On 5 Jul 2007, tom@tacocat.net stated:

> On 7/2/2007, "Nix" wrote:
>
>
>>If you wanted to replace all other scoring mechanisms with the Bayes DB,
>>you'd need a second Bayes DB for this, anyway, or you'd need the tokens
>>corresponding to typically negative-scoring rules to have values which
>>cannot appear in the body of an email. Anything else would enable spammers
>>to force both FPs and FNs by customizing spam appropriately to include
>>suitable NO_FOO/YES_FOO values.

>
> That's why the data is being passed in as a second reference, nothing to
> do with the message. Seems to be working well, but there's some
> optimization to include.


It doesn't just need to be a second reference. The tokens need to be
independent of the message-derived tokens in the Bayes database itself
as well: i.e., it needs to be impossible for spammers to generate tokens
in the message body which can be used to influence the scores of the
tokens in the Bayes DB which correspond to the Bayes-scored rule hits.

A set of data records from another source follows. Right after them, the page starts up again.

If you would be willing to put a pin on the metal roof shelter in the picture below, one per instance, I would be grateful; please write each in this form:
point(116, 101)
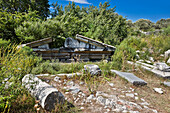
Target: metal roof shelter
point(81, 48)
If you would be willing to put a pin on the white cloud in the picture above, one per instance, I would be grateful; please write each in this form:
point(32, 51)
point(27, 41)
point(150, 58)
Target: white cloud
point(80, 1)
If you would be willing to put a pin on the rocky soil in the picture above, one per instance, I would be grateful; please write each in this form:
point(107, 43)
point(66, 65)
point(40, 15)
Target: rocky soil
point(109, 97)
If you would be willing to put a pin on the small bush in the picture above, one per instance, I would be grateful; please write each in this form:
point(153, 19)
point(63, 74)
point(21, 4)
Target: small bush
point(127, 51)
point(15, 63)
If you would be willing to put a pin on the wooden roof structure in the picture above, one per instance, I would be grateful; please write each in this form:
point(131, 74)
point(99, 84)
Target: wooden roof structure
point(93, 42)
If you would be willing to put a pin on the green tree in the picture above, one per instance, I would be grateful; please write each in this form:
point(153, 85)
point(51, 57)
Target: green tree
point(13, 6)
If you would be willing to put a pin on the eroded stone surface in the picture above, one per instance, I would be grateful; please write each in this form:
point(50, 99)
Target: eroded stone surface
point(130, 77)
point(48, 95)
point(158, 90)
point(92, 69)
point(167, 84)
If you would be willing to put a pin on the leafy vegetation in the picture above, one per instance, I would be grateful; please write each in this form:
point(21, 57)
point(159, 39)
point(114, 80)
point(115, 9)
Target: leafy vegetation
point(14, 64)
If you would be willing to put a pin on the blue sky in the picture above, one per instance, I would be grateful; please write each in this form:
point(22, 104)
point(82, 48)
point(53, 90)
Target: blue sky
point(132, 9)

(btw, Tom, what's wrong with your mailer? ^M characters --- CRCRLF line
terminators on the wire, perhaps? --- a doubled-up Subject line, and two
To: lines, one with fullnames, one without... I cleaned up the ^Ms in
this response.)

--
`... in the sense that dragons logically follow evolution so they would
be able to wield metal.' --- Kenneth Eng's colourless green ideas sleep
furiously